結局、個別株投資家の最終的な段階が企業の価値に基づいて行うというのはおそらくそうでしょう。ただ、この段階であっても、自分の価値算定に過度な自信を持つのは避けるべきだと思います。企業の将来予測は楽しい作業ではありますが、どんな優良企業であっても一寸先は闇ですから。

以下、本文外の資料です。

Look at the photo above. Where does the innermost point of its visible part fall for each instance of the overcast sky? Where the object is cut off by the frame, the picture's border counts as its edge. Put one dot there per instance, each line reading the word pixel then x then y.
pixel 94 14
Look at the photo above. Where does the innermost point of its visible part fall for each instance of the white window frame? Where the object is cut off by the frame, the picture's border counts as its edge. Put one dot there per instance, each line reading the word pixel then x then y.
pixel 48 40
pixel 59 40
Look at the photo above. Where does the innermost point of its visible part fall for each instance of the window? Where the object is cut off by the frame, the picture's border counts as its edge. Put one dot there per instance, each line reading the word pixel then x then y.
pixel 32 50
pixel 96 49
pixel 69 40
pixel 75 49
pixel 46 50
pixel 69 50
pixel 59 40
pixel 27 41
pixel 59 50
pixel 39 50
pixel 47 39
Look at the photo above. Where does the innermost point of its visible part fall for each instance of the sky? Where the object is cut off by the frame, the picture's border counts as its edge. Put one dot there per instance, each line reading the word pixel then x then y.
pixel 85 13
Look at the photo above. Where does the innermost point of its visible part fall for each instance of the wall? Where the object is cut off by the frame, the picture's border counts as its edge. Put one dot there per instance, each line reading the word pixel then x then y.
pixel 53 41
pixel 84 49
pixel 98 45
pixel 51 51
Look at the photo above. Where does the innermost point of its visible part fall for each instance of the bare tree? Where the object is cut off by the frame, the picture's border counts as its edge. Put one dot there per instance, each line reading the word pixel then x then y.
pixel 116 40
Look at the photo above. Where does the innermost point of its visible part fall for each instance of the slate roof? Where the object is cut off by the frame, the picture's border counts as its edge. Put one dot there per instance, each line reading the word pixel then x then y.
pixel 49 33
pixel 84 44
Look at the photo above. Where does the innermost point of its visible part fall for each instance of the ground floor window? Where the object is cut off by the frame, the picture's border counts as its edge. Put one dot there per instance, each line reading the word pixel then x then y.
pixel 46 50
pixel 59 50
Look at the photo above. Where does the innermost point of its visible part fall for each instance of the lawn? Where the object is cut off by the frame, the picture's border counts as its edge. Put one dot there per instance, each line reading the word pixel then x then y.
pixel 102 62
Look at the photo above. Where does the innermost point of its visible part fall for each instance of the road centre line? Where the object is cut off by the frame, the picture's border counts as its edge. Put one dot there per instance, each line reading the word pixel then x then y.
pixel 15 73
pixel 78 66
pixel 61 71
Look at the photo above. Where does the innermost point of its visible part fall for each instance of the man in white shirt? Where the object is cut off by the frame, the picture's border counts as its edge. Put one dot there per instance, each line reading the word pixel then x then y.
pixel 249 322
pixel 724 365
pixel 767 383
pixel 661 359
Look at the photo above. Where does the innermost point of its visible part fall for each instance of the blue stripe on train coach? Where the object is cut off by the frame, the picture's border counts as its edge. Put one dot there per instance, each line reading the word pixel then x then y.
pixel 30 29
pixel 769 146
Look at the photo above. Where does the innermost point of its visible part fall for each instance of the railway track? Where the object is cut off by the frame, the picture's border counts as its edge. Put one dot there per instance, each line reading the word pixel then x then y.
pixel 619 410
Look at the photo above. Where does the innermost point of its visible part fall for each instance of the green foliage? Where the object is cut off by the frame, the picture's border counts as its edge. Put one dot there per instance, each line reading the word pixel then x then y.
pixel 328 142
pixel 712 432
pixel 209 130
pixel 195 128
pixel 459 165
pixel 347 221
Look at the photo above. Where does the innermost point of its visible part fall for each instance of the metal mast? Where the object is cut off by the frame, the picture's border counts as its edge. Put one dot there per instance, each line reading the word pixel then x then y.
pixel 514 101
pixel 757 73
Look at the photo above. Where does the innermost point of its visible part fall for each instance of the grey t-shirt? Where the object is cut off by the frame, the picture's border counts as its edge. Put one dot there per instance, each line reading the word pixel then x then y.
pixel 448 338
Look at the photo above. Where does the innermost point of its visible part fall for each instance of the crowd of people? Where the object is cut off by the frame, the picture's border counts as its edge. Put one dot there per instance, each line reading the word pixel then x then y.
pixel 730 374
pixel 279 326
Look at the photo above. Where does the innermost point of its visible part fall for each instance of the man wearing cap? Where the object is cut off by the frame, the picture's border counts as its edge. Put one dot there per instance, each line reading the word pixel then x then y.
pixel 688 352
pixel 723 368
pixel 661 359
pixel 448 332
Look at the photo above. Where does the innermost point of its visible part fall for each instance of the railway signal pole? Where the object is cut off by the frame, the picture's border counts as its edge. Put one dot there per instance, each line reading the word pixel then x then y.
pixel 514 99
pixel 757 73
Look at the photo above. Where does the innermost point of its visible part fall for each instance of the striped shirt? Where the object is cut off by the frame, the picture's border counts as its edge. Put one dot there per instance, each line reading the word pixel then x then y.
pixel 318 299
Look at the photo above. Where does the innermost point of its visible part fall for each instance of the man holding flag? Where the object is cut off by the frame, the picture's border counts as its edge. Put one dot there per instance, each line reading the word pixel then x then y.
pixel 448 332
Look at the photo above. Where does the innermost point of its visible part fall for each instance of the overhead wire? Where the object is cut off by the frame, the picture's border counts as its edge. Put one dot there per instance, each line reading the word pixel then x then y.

ましてや超長期の将来キャッシュ予測など不可能です。

[付記]
紹介した本のイントロ部分だけをとって少しケチをつけてますが、この本は素晴らしい内容だと思っています。私が読んだ初心者向けの投資本の中でも特におススメできる本だということを付記しておきます。

DCF法については道具としてのファイナンス(石野 雄一著)などで紹介されているかなりメジャーな企業価値算定手法ですが、この手法は継続・安定的に業績を拡大させる(であろう)企業にしか使えない手法であると個人的には考えます。ただ、投資の際の参考にはなります。